The Water Authority’s relining program is an important part of its Asset Management Program, which helps avoid pipeline failures by identifying potential risks before they cause problems. To date, the Asset Management Program has saved water ratepayers more than $200 million by prioritizing repairs, avoiding unnecessary work and maximizing the service life of the region’s 310 miles of large-diameter pipelines.

 

 

 

Once the liners are installed, they are welded together, grout is injected to fill the space between the liners and the original pipe, and cement mortar is applied on the inside of the steel liner. Photo: SDCWA

Innovative Relining Program Reduces Cost, Extends Pipeline Service Life

When the San Diego County Water Authority installed major sections of 66- to 96-inch diameter pipelines in the 1960s, 70s and early 80s, the regional water wholesale agency used cost-saving pipeline material – a combination of steel wires, thin steel pipe, and concrete widely known as Pre-Stressed Concrete Cylinder Pipe (PCCP). Decades later, agencies around the globe realized that some pre-stressed concrete cylinder pipe didn’t last as long as advertised and could fail catastrophically.

The Water Authority deployed a multi-faceted response, using high-tech asset management tools to identify pipeline sections with the greatest risk of failure and a targeted pipeline relining strategy that minimizes community impacts during construction. The agency’s relining program started in the 1980s and ramped up in the early 2000s.  Today, it is on track to complete more than 45 miles of relined pipeline in the next few months.

The current project is taking place deep below the urban streets of La Mesa, California, where the Water Authority and its contractor, L.H. Woods & Sons, Inc., are on schedule to conclude by summer. The delicate, 4.3-mile operation started in September 2017 after years of cross-departmental preparation to ensure the work on the $28.6 million contract could be completed in a cost-efficient fashion without impacting water deliveries. Instead of trenching and removing the old pipe, crews excavate 13 entry portals at strategic points, then insert steel liners into the pipeline using a specially designed cart. When the pipe installation work is done, the portals are backfilled, the streets are repaved, and the pipeline is put back in service for at least another 75 years – at about half the cost of a conventional pipeline replacement project.

Looking for weak spots in system

To identify sections of its 310-mile large-diameter pipeline system that require relining, the Water Authority relies on a suite of high-tech monitoring tools that are part of its pioneering asset management strategy.

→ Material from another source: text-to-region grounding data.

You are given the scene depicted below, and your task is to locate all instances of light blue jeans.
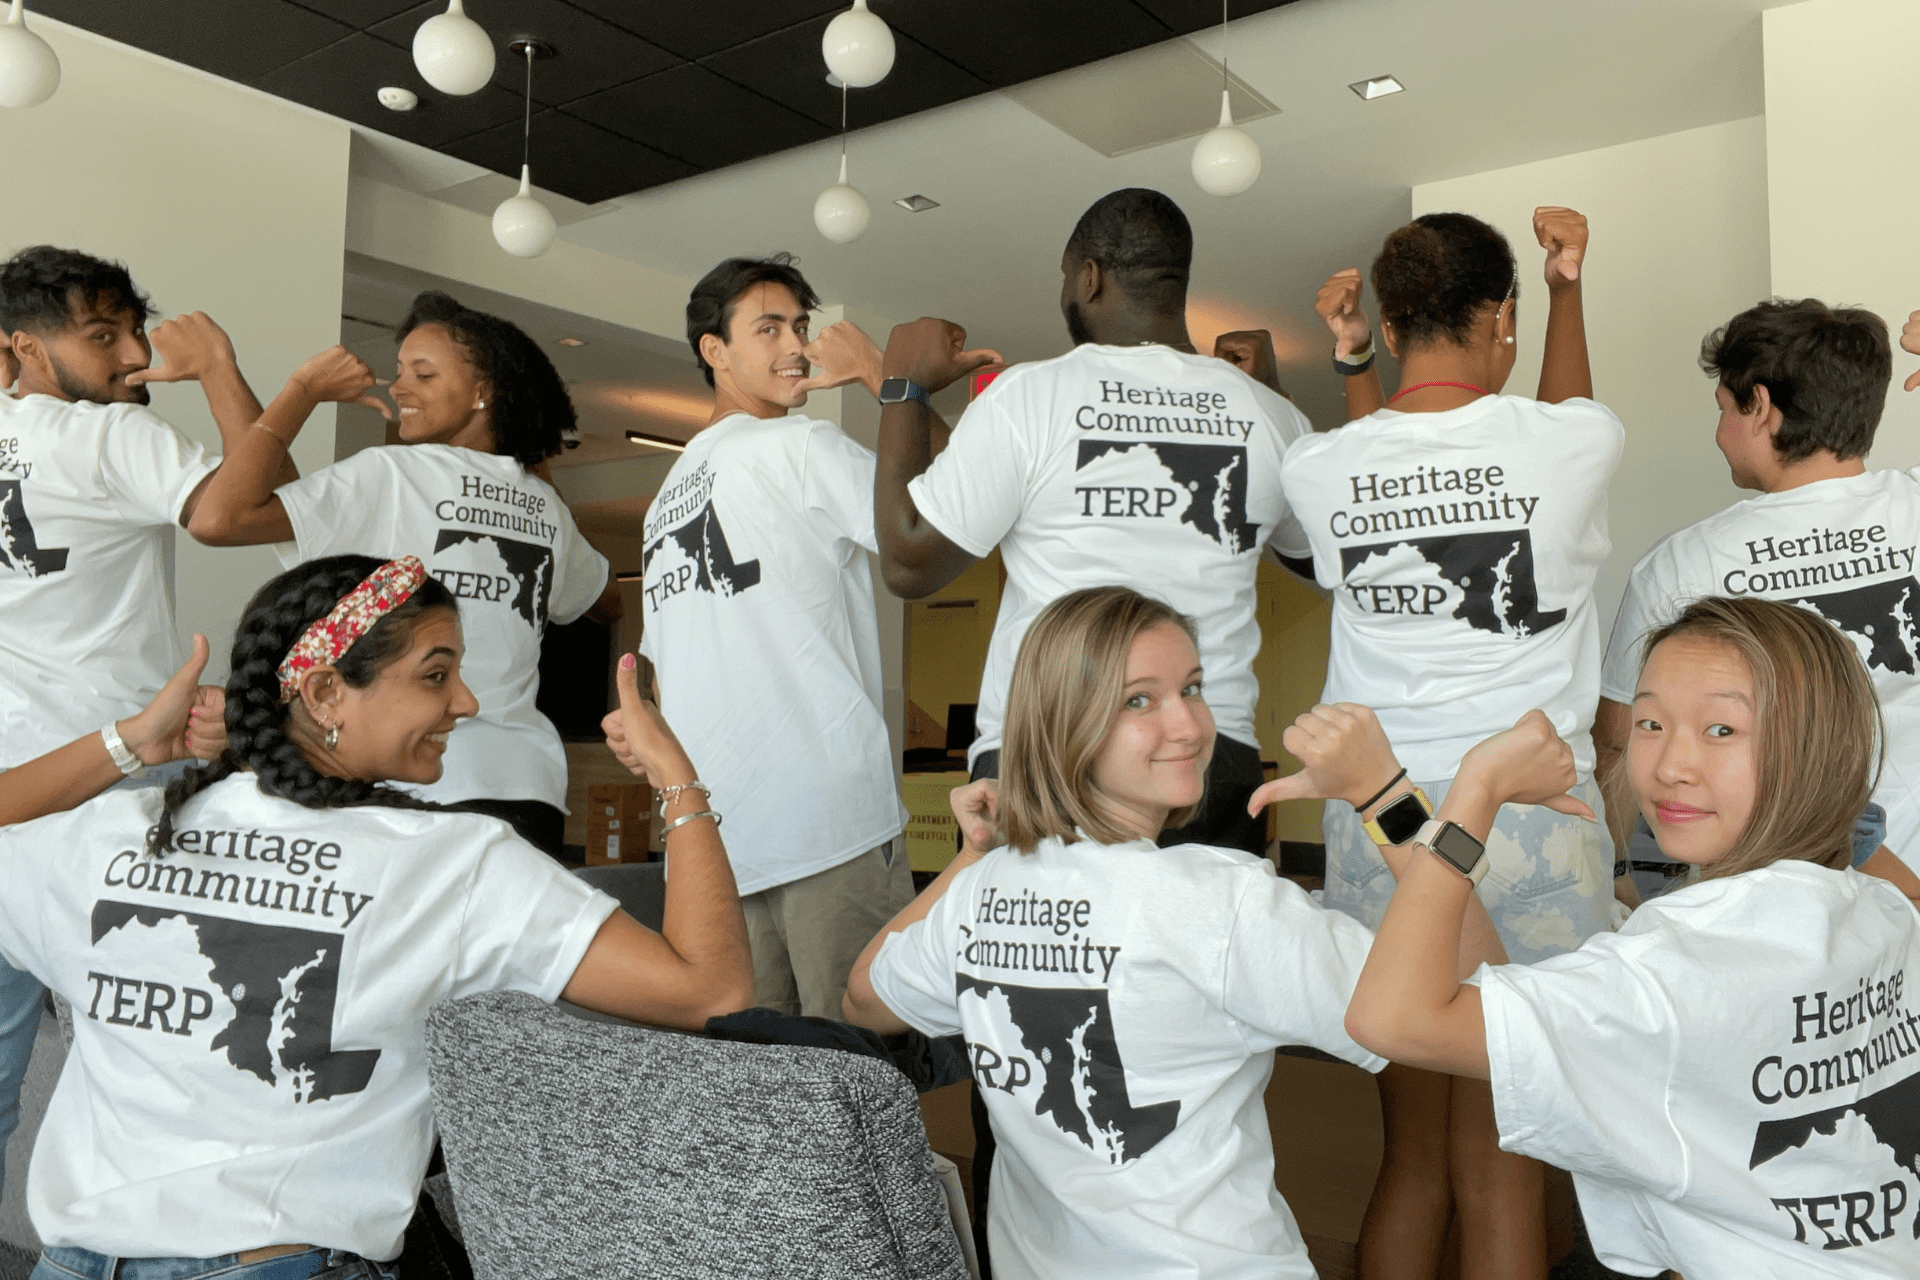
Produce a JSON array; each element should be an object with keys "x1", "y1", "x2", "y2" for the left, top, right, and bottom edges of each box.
[
  {"x1": 0, "y1": 955, "x2": 42, "y2": 1201},
  {"x1": 31, "y1": 1247, "x2": 395, "y2": 1280}
]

Weak spots are often first detected with a “PING!” indicating a snapped steel wire in the PCCP. That sound is relayed through acoustic fiber optic cables – installed as an early warning system inside pipelines – so that Water Authority staff can be alerted by email and cell phone. Each ping is matched with results from Remote Field Eddy Current assessments and visual inspection data, then mapped using Google Earth.

With that information, pipeline segments are plotted on a risk matrix showing the condition and impact of failure. The sections with high risk and high consequence of failure are prioritized for upgrades. On occasion, emergency repairs are required where failure is imminent and the risks are significant. Other, less risky sections continue to be monitored and managed to maximize their service life. This risk-based approach has allowed the Water Authority to avoid more than $200 million in infrastructure spending.

Planning for success requires coordination

Planning for the current project started in 2011. The long lead time was necessary, in part, to coordinate with two of the Water Authority’s retail member agencies that would not be able to take water deliveries from the pipeline when it was down for upgrades. Local or stored supplies in surface water reservoirs could be used in case they were needed during the project.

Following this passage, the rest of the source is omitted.